UZ - Unsere Zeit, Nr. 24 vom 15. Juni 2012
Sozialistische Wochenzeitung - Zeitung der DKP

Mit Einheit, Freude und Kampf
Die KP Chiles wurde 100 Jahre alt

von Günter Pohl



Die Kommunistische Partei Chiles feierte vergangene Woche mit einem zentralen Fest in Iquique im Norden Chiles ihren hundertsten Jahrestag - im historischen Gebäude der Parteigründung. Auch die Auslandssektionen der Partei begingen den Tag mit Feierlichkeiten, so in Berlin. Dort moderierte Mario Berríos, Mitglied des Parteivorstands der DKP die Grußworte und Beiträge des Vertreters der Politischen Kommission des Zentralkomitees der KP Chiles, Ëscar Aroca, der Vorsitzenden des Koordinierungsrates der KP Chiles in Deutschland, Nancy Larenas, der stellvertretenden Vorsitzenden der DKP, Nina Hager, und des Bundestagsabgeordneten Wolfgang Gehrcke (Die Linke). Nina Hager verwies in ihrem Redebeitrag auch auf die internationale Solidarität: "Die internationale Solidarität, die euch damals weltweit - und vor allem auch durch die SED und durch die DKP - entgegengebracht wurde, habt ihr mit Solidarität beantwortet. Das zeigte sich nach 1990 vor allem bei der herzlichen Aufnahme von Erich und Margot Honecker."


Am 4. Juni 1912 wurde in Iquique unter Anleitung des Schriftsetzers Luis Emilio Recabarren die Sozialistische Arbeiterpartei (POS) gegründet. Diese Partei stellte als erste in Chile die Befreiung der Arbeitenden in den Mittelpunkt ihrer Tätigkeit; Recabarren sagte dazu: "Die Partei war bereit die ganze Gesellschaft von dem autoritären Missbrauch, der sogar die existierenden Gesetze verletzt, zu befreien. Dieser Missbrauch will den Arbeiter unterdrücken, der den Aufstand und seinen Fortschritt will; man verweigert ihm das Versammlungsrecht, das Streikrecht, das Recht frei zu denken - all das wird aufhören, wenn die Sozialistische Arbeiterpartei die politische Macht erreicht hat."

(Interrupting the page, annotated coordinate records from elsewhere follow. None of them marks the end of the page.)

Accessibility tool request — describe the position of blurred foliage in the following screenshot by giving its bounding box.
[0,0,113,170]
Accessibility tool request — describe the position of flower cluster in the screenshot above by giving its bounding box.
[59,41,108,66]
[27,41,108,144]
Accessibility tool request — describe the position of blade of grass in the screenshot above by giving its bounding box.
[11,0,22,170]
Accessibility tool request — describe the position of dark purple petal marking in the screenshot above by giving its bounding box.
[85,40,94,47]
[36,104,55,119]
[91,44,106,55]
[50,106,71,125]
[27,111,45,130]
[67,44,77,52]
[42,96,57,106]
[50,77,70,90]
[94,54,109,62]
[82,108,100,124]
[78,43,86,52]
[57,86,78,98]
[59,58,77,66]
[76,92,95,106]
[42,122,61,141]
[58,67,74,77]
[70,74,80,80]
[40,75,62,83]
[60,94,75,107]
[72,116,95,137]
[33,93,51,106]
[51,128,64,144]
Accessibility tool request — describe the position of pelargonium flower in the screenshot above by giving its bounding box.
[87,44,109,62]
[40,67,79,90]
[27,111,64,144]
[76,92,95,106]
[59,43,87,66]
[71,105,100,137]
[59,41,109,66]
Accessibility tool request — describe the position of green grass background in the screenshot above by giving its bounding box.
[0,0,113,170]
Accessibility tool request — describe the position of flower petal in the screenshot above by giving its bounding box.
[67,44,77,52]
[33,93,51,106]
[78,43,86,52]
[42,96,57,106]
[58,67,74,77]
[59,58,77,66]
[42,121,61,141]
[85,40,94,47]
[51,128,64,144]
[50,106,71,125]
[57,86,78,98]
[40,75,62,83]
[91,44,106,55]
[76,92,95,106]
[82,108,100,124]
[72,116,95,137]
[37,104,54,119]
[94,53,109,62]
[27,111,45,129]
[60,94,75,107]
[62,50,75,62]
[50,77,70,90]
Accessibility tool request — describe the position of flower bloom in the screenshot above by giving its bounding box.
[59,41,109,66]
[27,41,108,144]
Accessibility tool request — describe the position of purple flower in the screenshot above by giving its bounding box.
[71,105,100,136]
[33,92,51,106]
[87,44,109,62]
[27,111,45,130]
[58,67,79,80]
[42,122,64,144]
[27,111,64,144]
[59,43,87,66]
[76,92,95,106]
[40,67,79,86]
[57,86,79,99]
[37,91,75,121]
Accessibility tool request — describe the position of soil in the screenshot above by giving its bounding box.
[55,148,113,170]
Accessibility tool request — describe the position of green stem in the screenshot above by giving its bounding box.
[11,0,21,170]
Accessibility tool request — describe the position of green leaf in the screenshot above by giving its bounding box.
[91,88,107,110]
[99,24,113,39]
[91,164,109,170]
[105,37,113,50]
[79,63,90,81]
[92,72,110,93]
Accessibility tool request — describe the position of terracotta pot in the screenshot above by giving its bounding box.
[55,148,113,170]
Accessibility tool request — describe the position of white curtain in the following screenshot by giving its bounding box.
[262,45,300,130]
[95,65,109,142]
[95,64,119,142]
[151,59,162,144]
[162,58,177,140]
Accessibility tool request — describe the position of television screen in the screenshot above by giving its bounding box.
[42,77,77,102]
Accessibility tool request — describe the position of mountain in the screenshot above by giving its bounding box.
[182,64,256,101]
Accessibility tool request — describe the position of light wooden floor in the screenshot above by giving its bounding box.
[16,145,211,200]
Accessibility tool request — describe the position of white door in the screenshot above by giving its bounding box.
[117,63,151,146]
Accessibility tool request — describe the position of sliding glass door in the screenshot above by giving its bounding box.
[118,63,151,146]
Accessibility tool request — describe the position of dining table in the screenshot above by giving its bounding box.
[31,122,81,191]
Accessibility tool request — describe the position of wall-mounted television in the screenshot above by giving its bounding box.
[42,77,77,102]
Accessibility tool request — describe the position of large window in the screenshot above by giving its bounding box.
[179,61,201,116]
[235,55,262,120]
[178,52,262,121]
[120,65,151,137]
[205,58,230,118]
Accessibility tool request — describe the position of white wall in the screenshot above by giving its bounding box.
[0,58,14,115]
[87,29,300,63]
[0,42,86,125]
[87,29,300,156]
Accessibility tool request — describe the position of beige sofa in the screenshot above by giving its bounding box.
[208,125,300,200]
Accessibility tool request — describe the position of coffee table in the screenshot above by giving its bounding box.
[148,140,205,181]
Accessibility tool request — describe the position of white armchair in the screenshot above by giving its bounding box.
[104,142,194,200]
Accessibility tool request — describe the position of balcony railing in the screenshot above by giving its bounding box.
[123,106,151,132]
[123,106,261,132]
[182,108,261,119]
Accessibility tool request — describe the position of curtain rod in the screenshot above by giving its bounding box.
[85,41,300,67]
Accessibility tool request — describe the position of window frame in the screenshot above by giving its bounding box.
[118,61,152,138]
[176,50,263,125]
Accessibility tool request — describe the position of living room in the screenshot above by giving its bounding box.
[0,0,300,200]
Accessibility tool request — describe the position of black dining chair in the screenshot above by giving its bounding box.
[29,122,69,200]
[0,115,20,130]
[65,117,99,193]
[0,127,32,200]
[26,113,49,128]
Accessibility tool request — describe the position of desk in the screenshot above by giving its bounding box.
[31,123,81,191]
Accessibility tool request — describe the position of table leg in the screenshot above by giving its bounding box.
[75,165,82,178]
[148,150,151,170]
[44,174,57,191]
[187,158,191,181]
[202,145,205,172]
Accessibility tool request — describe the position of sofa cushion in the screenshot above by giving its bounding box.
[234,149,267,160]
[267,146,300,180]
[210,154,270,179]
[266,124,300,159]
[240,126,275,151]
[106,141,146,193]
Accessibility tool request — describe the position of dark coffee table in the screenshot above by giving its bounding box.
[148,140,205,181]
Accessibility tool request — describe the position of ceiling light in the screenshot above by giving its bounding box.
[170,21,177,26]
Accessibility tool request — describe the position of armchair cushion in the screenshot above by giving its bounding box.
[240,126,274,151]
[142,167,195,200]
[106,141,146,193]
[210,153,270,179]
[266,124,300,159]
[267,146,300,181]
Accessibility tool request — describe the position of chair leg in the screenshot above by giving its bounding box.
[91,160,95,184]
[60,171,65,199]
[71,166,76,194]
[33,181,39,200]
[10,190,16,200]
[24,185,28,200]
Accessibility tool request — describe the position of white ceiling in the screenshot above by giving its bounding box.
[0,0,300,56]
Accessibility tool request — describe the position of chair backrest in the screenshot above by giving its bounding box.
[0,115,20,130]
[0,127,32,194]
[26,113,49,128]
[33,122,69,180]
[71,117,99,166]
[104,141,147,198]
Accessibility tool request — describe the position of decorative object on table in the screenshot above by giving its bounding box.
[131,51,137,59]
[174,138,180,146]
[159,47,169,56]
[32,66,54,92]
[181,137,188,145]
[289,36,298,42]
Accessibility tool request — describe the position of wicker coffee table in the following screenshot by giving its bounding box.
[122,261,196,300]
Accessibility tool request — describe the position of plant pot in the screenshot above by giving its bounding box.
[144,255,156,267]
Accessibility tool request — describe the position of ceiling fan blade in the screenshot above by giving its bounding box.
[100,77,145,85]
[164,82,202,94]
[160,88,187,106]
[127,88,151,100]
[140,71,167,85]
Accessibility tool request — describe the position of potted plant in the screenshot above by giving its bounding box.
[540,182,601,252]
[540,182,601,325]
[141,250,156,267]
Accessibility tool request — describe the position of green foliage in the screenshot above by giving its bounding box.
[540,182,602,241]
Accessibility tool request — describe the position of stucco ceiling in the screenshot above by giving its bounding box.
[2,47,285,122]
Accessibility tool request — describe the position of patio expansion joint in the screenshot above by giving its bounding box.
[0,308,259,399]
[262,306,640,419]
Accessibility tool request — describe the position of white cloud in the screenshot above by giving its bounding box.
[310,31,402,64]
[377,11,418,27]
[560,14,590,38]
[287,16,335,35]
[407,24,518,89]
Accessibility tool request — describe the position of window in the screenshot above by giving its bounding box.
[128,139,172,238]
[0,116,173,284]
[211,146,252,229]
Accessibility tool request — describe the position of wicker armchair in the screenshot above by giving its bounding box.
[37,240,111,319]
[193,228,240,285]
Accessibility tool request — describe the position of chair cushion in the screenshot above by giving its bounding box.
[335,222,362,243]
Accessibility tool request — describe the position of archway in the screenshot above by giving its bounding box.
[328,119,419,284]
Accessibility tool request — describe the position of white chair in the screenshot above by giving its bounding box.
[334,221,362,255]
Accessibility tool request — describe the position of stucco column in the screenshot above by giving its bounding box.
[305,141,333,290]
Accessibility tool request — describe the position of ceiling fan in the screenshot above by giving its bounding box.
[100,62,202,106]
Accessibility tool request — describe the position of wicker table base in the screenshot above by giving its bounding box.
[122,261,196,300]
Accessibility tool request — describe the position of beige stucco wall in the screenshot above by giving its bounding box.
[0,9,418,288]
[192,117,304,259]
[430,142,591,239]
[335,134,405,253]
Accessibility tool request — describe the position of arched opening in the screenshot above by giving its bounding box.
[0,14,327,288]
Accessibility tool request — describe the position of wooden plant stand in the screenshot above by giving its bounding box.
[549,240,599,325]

Mit dem Beschluss des 3. Parteitags der POS im Januar 1922 in die KomIntern einzutreten, benannte sie sich folgerichtig in Kommunistische Partei Chiles (Partido Comunista de Chile - PCCh) um. 1927 wurde die Partei unter Diktator Carlos Ibáñez del Campo illegal, ging aber 1931 mit den im Zuge der kapitalistischen Krise aufflammenden Arbeiterkämpfen wieder in die Öffentlichkeit und Offensive; 1932 wurde in Chile für drei Monate sogar eine so genannte "Sozialistische Republik" ausgerufen. Der aufkommende Faschismus in Europa und seine Beantwortung durch die KomIntern ließ die KP Chiles, konsequent mit den internationalen Übereinkünften, eine Volksfrontpolitik verfolgen, die 1938 zum Sieg des von der KP unterstützten fortschrittlichen Präsidenten Pedro Aguirre führte. 1946 trat die PCCh mit drei Ministern erstmals in eine Regierung ein, deren Präsident Gabriel González aber unter dem Druck des US-Antikommunismus im beginnenden Kalten Krieg die KP-Minister bald darauf ausschloss und die Partei abermals illegalisierte.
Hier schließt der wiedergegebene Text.